The bonds created between the phosphate groups of one nucleotide and the sugar group on the next are called phosphodiester linkages pronounced "phos-pho-die-es-ter," not "phos-pho-dee-ster" as it may be tempting to assume. The enzyme RNA polymerase comes in many forms, although bacteria include only a single type.
It is a large enzyme, consisting of four protein subunits: Combined, these have a molecular weight of aroundDaltons. For reference, a single carbon atoms has a molecular weight of 12; a single water molecule, 18; and a whole glucose molecule, The enzyme, called a holoenzyme when all four subunits are present, is responsible for recognizing the promoter sequences on DNA and pulling apart the two DNA strands. RNA polymerase moves along the gene to be transcribed as it adds nucleotides to the growing RNA segment, a process called elongation.

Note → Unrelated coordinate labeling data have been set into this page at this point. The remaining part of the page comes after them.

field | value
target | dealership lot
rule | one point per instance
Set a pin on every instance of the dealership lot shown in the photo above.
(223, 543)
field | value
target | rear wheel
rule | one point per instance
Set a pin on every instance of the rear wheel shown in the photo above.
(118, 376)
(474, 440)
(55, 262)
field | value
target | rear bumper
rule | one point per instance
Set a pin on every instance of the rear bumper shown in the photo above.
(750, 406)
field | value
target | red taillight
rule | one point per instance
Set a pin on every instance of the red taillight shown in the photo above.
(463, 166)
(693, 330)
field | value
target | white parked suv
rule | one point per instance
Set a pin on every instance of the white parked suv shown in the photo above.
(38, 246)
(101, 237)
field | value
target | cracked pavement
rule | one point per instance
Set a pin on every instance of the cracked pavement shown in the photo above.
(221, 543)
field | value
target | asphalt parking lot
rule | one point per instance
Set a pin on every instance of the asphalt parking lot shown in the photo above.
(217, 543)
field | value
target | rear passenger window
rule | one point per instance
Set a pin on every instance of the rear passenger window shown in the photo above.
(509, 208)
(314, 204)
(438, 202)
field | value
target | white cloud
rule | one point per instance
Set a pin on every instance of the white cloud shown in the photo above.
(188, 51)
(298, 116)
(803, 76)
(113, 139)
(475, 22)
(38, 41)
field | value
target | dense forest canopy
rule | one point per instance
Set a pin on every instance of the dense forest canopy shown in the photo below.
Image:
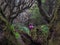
(29, 22)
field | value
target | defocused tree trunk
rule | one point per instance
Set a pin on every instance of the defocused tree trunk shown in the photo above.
(53, 22)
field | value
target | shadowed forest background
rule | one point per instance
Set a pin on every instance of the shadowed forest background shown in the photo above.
(29, 22)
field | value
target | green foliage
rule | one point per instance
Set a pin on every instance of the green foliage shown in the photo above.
(45, 30)
(22, 28)
(43, 1)
(34, 11)
(15, 33)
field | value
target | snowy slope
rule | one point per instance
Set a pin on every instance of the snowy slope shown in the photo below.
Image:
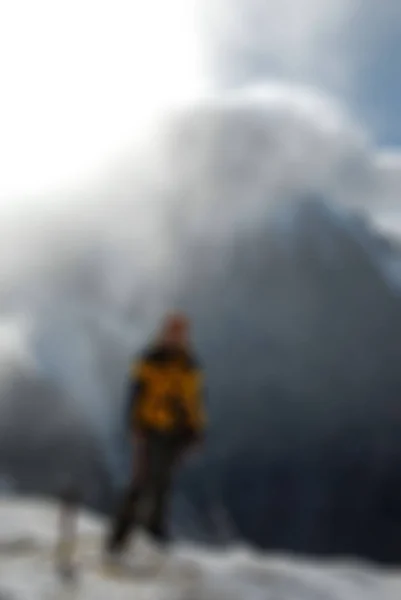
(28, 531)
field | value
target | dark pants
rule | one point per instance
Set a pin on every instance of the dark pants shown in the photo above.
(146, 501)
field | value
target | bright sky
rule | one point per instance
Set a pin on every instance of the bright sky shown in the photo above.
(79, 77)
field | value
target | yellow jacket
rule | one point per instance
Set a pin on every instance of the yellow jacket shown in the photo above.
(166, 392)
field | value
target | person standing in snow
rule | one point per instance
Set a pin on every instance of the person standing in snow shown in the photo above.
(167, 418)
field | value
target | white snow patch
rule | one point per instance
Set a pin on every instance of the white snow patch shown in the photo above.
(28, 531)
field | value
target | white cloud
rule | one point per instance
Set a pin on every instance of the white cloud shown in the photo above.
(95, 272)
(80, 79)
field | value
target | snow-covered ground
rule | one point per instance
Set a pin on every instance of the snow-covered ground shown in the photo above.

This process, like so many within cells, requires adenosine triphosphate ATP as an energy source. ATP is really nothing more than an adenine-containing nucleotide that has three phosphates instead of one.
Just as the promoter sequence may be viewed as the equivalent of a green light on a traffic light, the termination sequence is the analog of a red light or stop sign. Decoding the Message From mRNA When an mRNA molecule carrying the information for a particular protein — that is, a piece of mRNA corresponding to a gene — is complete, it still needs to be processed before it is ready to do its job of delivering a chemical blueprint to the ribosomes, where protein synthesis takes place.